Le apparecchiature infatti, nonostante abbiano la medesima idea di fondo, sono molto diverse fra loro e vi sono alcuni lati positivi e negativi nel loro sviluppo. Così pare che il team di Sony e quello di Oculus stiano traendo grandi vantaggi l’uno dall’altro per raggiungere un livello di sviluppo maggiore.

Yoshida ha così commentato ai microfoni di Venture Beat:

Stiamo puntando su cose differenti. Come ogni cosa nel campo dell’ingegneria, una volta che qualcuno fa qualcosa, essa diventa conoscenza comune. Quando gli ingegneri vedono che un’altra persona ha fatto questa cosa, allora questo eleva la prospettiva di spingersi ancora oltre.

Giusto per fare un esempio, mentre Oculus Rift vanta già di un basso livello di persistenza, cosa che lo avvantaggia molto sul rivale Morpheus, quest’ultimo si è dimostrato un passo avanti nel campo dell’audio.

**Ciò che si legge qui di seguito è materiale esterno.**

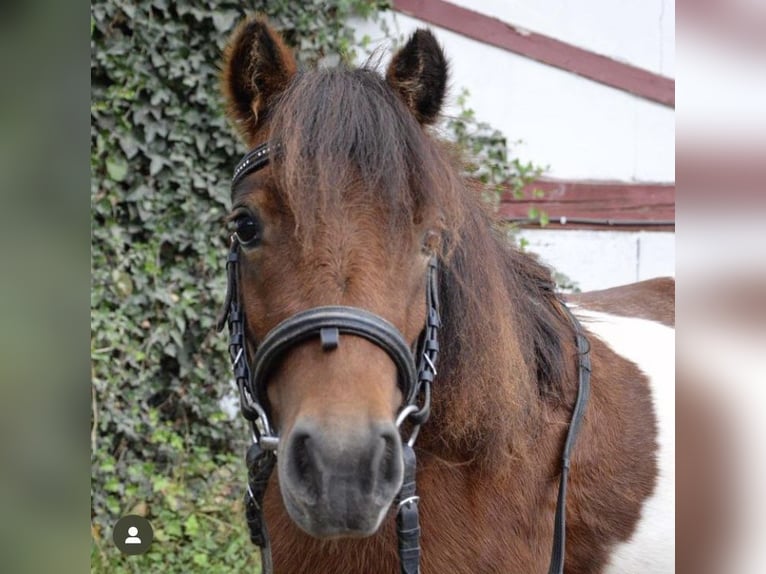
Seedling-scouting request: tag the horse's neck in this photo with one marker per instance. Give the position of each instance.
(488, 396)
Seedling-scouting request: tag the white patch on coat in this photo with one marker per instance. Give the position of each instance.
(651, 346)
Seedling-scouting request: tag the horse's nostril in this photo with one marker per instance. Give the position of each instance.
(389, 467)
(302, 465)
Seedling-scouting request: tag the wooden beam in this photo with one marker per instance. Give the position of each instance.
(541, 48)
(597, 204)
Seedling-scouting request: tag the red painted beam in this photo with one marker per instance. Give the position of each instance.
(542, 48)
(641, 205)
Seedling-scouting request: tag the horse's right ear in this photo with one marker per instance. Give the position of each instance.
(418, 73)
(257, 67)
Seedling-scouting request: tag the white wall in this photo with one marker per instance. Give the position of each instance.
(601, 259)
(580, 129)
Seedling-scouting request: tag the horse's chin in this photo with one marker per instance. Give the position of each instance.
(339, 518)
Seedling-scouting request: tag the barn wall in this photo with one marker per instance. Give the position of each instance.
(581, 129)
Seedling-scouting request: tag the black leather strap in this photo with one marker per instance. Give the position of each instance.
(407, 520)
(254, 160)
(319, 322)
(260, 463)
(558, 551)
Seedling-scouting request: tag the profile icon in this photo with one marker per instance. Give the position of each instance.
(133, 534)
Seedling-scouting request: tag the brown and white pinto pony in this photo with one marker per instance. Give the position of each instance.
(348, 213)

Oltre a questo Yoshida ha anche affermato che le prove che vengono fatte su un apparecchio sono assai utili anche per l’evoluzione dell’altro. Queste le sue testuali parole:

Moltissime persone stanno già facendo giochi sul PC utilizzando Oculus. Quelle persone stanno facendo una sorta di collaudo per Project Morpheus.

Gli aspetti positivi di questa collaborazione a distanza non si fermano però ai soli aspetti tecnici. Infatti il presidente Yoshida ha messo in evidenza come effettivamente Oculus abbia in parte spianato la strada alla realtà virtuale nell’ultimo periodo, sottolineando poi quanto ciò sia stato utile per i progetti di Sony.

Shushei Yoshida conclude quindi la sua intervista dicendo che “allo stato attuale ci stiamo aiutando a vicenda e stiamo cercando di trovare soluzioni a molti problemi” ribadendo quindi l’impegno che le due squadre stanno mettendo in questi progetti e la fiducia che hanno in ciò su cui stanno lavorando, ma anche le numerose difficoltà e i problemi che affliggono questa tecnologia.

Per ora quindi pare che di strada da fare ce ne sia ancora tanta, ma di sicuro se tutto questo dovesse diventare una realtà concreta il mondo dei videogiochi potrebbe cambiare per sempre, rivoluzionando le abitudini di tutti i videogiocatori.